After a few rainy weeks when we thought Sims Hill was going to turn into an aquatic wonderland, things are finally starting to dry out. The Bristol area received 273mm (nearly 1 foot) of rain in 3 weeks and was officially the wettest April in over 100 years! Needless to say this had a noticeable impact on the growth of plants and the ability to cultivate and tend to veg already planted. On the plus side we have filled our new pond (approx 60,000 litres in 2 days) and have a really good understanding of water movement through the site. The potential to catch and store water is truly epic and we can potentially store enough rain water to irrigate all our soon to be bought poly tunnels.
Our successful grant applications to Bristol Green Capitol and S. Glos mean that we are in a position to invest in two large tunnels (pending planning permission) plus all the fencing and crop protection necessary to grow to the capacity of the field which we estimate to be between 80 – 100 full shares.

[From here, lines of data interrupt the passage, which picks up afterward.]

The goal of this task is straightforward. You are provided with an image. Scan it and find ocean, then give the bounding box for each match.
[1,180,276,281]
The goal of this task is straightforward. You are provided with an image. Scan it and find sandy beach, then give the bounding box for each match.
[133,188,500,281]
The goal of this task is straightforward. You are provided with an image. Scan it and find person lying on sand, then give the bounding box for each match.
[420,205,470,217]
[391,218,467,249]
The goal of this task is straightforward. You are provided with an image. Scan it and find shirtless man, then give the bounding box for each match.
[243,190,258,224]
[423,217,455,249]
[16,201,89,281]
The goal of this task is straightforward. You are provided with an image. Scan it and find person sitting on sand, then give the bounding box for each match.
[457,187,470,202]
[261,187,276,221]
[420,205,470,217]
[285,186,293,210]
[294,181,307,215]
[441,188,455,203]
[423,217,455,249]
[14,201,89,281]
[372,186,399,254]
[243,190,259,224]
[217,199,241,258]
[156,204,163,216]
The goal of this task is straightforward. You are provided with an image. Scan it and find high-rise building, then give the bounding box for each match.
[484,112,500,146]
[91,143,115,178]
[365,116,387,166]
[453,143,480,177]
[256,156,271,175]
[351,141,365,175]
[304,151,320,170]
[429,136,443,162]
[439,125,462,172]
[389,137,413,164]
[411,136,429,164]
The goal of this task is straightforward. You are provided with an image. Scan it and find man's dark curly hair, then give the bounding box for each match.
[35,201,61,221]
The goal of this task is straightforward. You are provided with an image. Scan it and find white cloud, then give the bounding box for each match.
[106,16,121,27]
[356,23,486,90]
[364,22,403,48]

Despite the challenges of the climate we have finally caught up with the sowing and planting schedule and now have all our main crop potatoes and onions planted as well as early roots, and summer brassicas. Climbing beans went in last week as well as many hundreds of lettuces, celeriac and sweet corn. Summer and winter squash are still waiting to be planted as the weather is still too chilly at night. Our winter brassicas are just poking their heads out of the compost after being sown last week. They’ll be planted out in 6 -8 weeks. Our main crop roots were sown just in the nick of time before the latest front came in on Tues. In summary our early crops will be a little late to harvest but we are on schedule with the rest of the plan.
On the other side of the motor way things are decidedly different. We are lucky enough to have access to 7000 foot of green house space where everything is looking great. Luscious chard ready for picking this week, cabbage, carrots and beetroot a few weeks away, broccoli and early onions doing well and climbing beans twisting their way up the canes as we speak. Tomatoes and cucumber are well established but have a few months to go.
Eating seasonally means that some months of the year are lean times for veg production – we are still in this hungry gap where the supply of veg is limited. Stored produce has run out and much of the new season harvest is yet to begin. In the past this would have been a time of fasting and foraging but luckily we have an organic wholesale market in town and can put together a weekly share from mainly British produce. With this in mind it is important to let us know if you can’t collect your share as buying in produce is costly and uncollected shares are wasteful and places undue pressure on the enterprise.
Hope to see you on the Hill this Sat for the Get Growing Trail where the weather will be fantastic!